1. If rates of obesity reach similar to America's in any Asian country, rate of type 2 diabetes will far exceed America's, by 2- or 3-fold.

45/n
2. However, here is the real hypothesis, because I don't think #1 will happen. The rate of obesity will *never*, *ever* in ANY Asian country reach anywhere near the rates of obesity in the Caucasian countries, in not a single Asian country, ever.

46/n
So I think the rate of metabolic dysregulation and obesity are linked. I think that as a population approaches greater metabolic dysregulation, its obesity rate will level off to a genetically appropriate level, and culture will reflect this. The mechanism I don't know.

47/n
Here again is an interesting figure that fits with this hypothesis.

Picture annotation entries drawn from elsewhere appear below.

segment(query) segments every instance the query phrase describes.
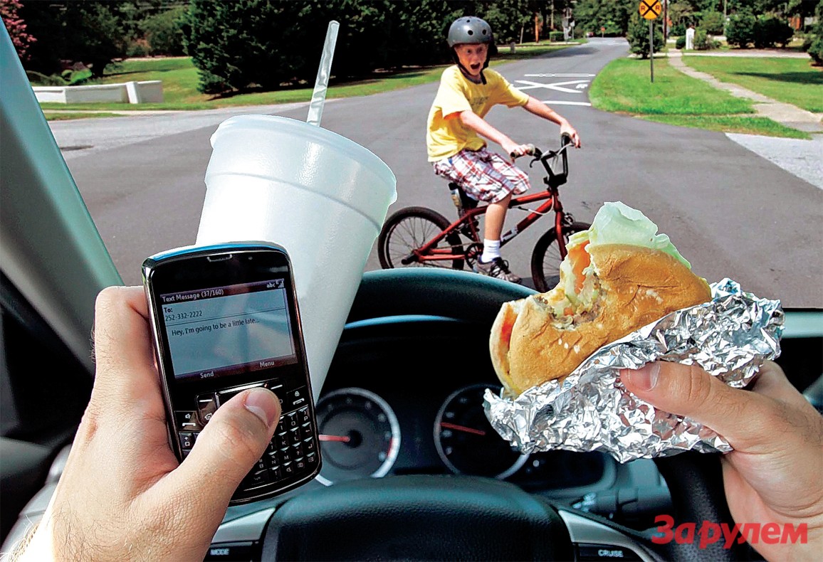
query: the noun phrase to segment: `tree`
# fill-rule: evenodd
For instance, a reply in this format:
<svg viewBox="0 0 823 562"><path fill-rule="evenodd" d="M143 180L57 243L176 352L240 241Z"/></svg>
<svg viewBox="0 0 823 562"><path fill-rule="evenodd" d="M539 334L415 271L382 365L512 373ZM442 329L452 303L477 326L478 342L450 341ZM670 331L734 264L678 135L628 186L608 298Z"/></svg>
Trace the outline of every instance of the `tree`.
<svg viewBox="0 0 823 562"><path fill-rule="evenodd" d="M803 43L803 48L815 63L823 64L823 0L817 2L815 16L817 16L817 23L811 28L811 33Z"/></svg>
<svg viewBox="0 0 823 562"><path fill-rule="evenodd" d="M20 13L37 37L30 49L27 70L54 74L82 63L93 76L126 53L126 37L116 13L119 2L98 0L29 2Z"/></svg>
<svg viewBox="0 0 823 562"><path fill-rule="evenodd" d="M21 61L26 61L29 59L27 54L29 45L37 39L26 30L28 26L17 15L21 7L22 6L17 0L0 0L0 17L2 17L2 22L6 26L9 37L12 38L12 44L17 51L17 56Z"/></svg>
<svg viewBox="0 0 823 562"><path fill-rule="evenodd" d="M654 52L659 53L663 48L663 33L659 24L653 24ZM640 55L641 58L649 58L649 20L640 17L639 13L631 16L629 21L629 45L631 52Z"/></svg>
<svg viewBox="0 0 823 562"><path fill-rule="evenodd" d="M635 0L580 0L574 6L574 22L584 31L599 35L605 27L607 35L625 35L637 7Z"/></svg>

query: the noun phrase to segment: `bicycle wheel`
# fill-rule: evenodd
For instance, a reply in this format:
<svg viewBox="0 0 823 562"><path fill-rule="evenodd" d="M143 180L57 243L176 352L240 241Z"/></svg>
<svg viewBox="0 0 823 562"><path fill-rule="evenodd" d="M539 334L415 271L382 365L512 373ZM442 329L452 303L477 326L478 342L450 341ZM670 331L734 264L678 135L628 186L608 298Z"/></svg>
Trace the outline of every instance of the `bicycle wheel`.
<svg viewBox="0 0 823 562"><path fill-rule="evenodd" d="M394 267L451 267L463 269L463 260L443 260L430 262L412 262L403 264L404 258L412 255L415 250L433 239L451 223L449 220L431 209L425 207L407 207L388 217L380 235L377 239L377 255L384 269ZM458 234L452 233L435 246L437 249L451 248L453 253L463 255L463 244Z"/></svg>
<svg viewBox="0 0 823 562"><path fill-rule="evenodd" d="M563 238L568 243L570 236L580 230L588 230L589 226L591 225L585 222L573 222L563 229ZM532 253L532 280L535 289L545 293L557 285L560 279L561 261L557 235L552 228L540 237Z"/></svg>

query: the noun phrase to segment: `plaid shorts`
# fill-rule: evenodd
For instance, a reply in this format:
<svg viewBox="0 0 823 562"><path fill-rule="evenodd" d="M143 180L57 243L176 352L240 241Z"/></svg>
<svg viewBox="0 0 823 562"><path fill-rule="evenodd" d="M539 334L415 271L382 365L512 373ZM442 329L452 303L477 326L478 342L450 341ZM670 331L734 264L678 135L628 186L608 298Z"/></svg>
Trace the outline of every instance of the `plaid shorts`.
<svg viewBox="0 0 823 562"><path fill-rule="evenodd" d="M435 162L435 174L459 185L472 199L490 203L509 193L525 193L530 187L524 171L485 146L479 151L463 149Z"/></svg>

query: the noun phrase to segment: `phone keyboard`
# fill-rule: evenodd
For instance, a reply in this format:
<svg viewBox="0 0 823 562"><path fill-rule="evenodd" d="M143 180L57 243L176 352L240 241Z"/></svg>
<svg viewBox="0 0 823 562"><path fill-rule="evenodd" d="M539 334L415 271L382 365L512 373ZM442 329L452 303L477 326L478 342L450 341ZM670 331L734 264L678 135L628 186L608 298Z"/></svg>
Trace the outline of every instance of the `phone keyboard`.
<svg viewBox="0 0 823 562"><path fill-rule="evenodd" d="M221 405L255 387L265 387L275 392L280 398L282 413L266 452L240 482L235 499L263 495L268 491L267 489L289 487L314 473L320 460L309 389L305 386L289 388L280 379L201 394L197 397L196 411L175 411L183 457L191 452L200 431Z"/></svg>

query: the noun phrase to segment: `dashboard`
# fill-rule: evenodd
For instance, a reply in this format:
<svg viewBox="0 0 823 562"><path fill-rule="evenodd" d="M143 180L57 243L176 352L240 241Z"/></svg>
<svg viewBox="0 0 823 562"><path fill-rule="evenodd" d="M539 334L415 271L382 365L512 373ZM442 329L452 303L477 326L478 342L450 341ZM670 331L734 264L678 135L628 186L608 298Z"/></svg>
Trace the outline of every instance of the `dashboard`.
<svg viewBox="0 0 823 562"><path fill-rule="evenodd" d="M613 484L616 463L600 453L514 451L486 418L486 388L500 388L487 330L425 316L350 323L317 397L319 481L459 474L566 495Z"/></svg>

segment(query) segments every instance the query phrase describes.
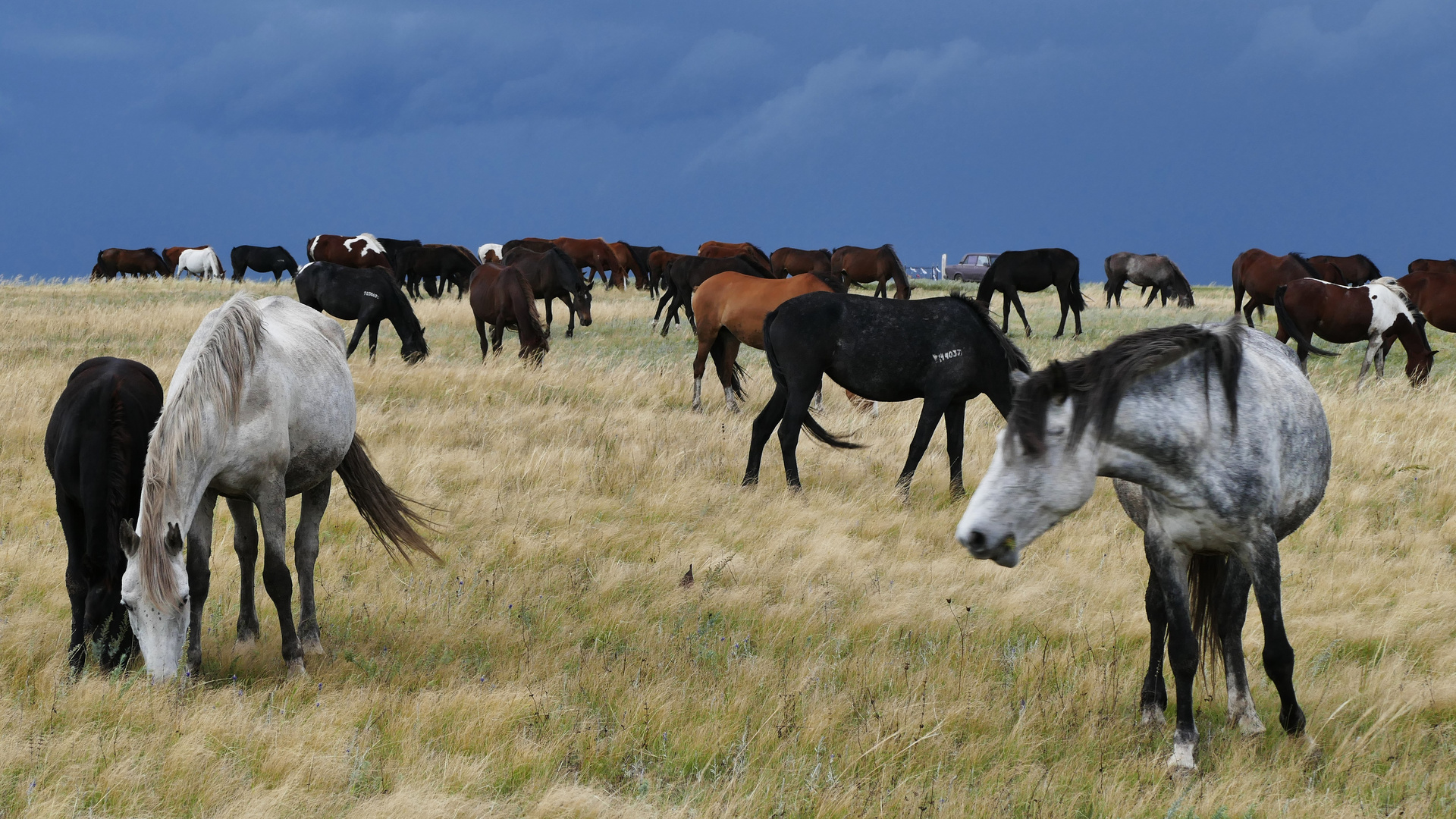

https://www.pitt.edu/~super1/lecture/lec0461/011.htm

48/n
Let's chase one more set of facts that I think is very interesting. The genderedness of obesity and diabetes in Japan. This was actually one of the main reasons I created this thread.đŸ€Ș

49/n
We said the rate of obesity in Japan is not rising much. However this is not entirely true. It is rising fast among men but declining among women.

Here is avg BMI among Japanese men and women.

From 1976-1995, average female BMI *DECREASED*

https://pubmed.ncbi.nlm.nih.gov/12164470/ 

50/n

tbc
In fact average BMI decreased among all women younger than 50 and among women in their 20s by nearly a full BMI point.

Whoa. The average Japanese woman at that age weighs about 5 pounds less in the 1990s compared to the 1970s. Average man, 5 pounds more.
Here are the same data, graphed to look at incidence of overweight.

Incidence of overweight among Japanese women declined, while it skyrocketed among men.

https://www.med.or.jp/english/pdf/2005_01/034_041.pdf
Lesson?

The women (mostly) canceled out the men. This is the major reason why the Japanese obesity prevalence curve is nearly flat.

It is an entirely gender-driven phenomenon.

Here is where things get sad. And there are lessons for us in America.
Among women in their 20s in Japan, the rate of underweight rose from 12% to nearly 25%.

That is to say, 1-in-4 young Japanese women have a BMI below 18.5. Which is really, really thin.

And nearly 1-in-5 Japanese women in their 30s are that way.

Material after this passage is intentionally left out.